Belediye meclis üyesi belirlemenin de bir modası var sanki.
2014 mahalli seçimlerinde Akçakoca’da meclis listesine Kürt hemşerilerimizden aday koyma çabası vardı.
Ben Kürt diyorum siz isterseniz Karslı deyin isterseniz Melikköy’lü deyin. Siyasi meşrebinize kalmış bir şey.
Fikret Albayrak, Sümmani Polat’ı aday gösterince AKP’de bir başka Kürt aday arayışına girmiş ve listesinde yer vermiş ve seçilmişti.
Şimdi listelere girmiş bir Kürt hemşerimiz yok.
Meclis çalışmalarında başarılı bir performans gösteremedikleri bir gerçek ama başarılı sayılabilecek bir performans gösteren herhangi bir meclis üyesi olduğunu da söyleyebilmek zor.
Oy alabilmek için listelere konulmuştu desek aşağı yukarı aynı seçmenler yerli yerinde duruyor.
Hesap oy olabilmek üzerine olmuş olsa listelerde yine yer almaları gerekirdi.
Fikret Albayrak arkadaşı Sümmani Polat’ı listeye koyunca AKP karşı hamle yapmak zorunda kaldığı için olabilir.
Kürt hemşerilerimizin Akçakoca’nın bir parçası olduklarını hissetmeleri anlamında doğru bir gelişmeydi bana göre.

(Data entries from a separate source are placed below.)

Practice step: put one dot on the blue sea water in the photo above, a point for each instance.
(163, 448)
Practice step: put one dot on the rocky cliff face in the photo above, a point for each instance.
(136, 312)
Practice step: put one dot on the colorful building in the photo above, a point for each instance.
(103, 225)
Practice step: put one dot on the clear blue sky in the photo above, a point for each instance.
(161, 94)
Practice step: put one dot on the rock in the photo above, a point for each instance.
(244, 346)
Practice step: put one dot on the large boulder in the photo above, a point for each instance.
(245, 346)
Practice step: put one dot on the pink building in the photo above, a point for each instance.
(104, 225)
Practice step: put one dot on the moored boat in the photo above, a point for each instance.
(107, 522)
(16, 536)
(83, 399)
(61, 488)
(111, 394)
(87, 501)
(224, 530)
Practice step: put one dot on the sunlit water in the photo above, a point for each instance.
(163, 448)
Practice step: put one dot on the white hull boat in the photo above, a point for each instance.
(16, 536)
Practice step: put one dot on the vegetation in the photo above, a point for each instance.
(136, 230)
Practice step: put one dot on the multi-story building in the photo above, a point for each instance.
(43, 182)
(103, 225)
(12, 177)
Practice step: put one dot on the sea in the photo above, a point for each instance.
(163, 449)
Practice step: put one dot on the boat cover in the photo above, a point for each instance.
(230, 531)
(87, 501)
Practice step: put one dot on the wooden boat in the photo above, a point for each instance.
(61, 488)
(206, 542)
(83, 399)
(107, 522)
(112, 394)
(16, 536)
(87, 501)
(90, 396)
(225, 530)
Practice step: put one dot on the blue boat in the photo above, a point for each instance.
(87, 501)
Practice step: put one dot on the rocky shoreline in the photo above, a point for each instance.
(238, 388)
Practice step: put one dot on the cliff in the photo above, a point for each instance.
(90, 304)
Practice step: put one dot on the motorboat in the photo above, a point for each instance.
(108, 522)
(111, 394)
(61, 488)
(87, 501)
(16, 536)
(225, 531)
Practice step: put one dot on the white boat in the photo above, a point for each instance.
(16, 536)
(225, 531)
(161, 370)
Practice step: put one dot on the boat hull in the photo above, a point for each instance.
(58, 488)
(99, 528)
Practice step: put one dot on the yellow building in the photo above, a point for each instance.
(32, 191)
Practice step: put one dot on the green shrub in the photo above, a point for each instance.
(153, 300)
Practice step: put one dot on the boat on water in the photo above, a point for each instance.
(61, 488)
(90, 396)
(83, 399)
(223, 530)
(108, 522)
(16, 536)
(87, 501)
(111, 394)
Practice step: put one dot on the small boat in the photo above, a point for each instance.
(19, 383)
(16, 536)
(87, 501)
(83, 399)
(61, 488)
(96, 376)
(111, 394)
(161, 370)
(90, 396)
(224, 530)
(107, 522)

Devamı da gerekirdi.
2014 seçimlerinde MHP’nin böyle bir çabası oldu mu bilmiyorum ama listelerine böyle bir tercih yansımadı.
Açıklanan belediye meclisi listelerinde ise bir Kürt aday yok.
Bu seçimlerde Ordulu bir aday belirlemek moda.
AKP, MHP ve CHP’nin listelerinde seçilebilecek yerlerden muhakkak bir Ordulu aday var.
Düzce’de Ordulularının siyasette etkin olmasının bir yansıması olabilir mi?
Ya da Akçakoca’da Orduluların dernekleşme çabası içerisinde olmaları.
2024 seçimlerinde belediye meclisi adayları için listelerde olmazsa olmaz adaylar kim olabilir?
Benim tahminim çok daha yakın dönemde göç etmiş Giresunlu olarak tabir edilen hemşerilerimiz.
Çok sesleri duyulmadığı için henüz listelerde kendilerini temsil edecek bir aday yok.
Biraz hareketlenseler dernek filan kurmaya çalışsalar, bir tanesinin meclise girmesi söz konusu olsa diğer partilerde listelerde yer vermeye çalışabilirler.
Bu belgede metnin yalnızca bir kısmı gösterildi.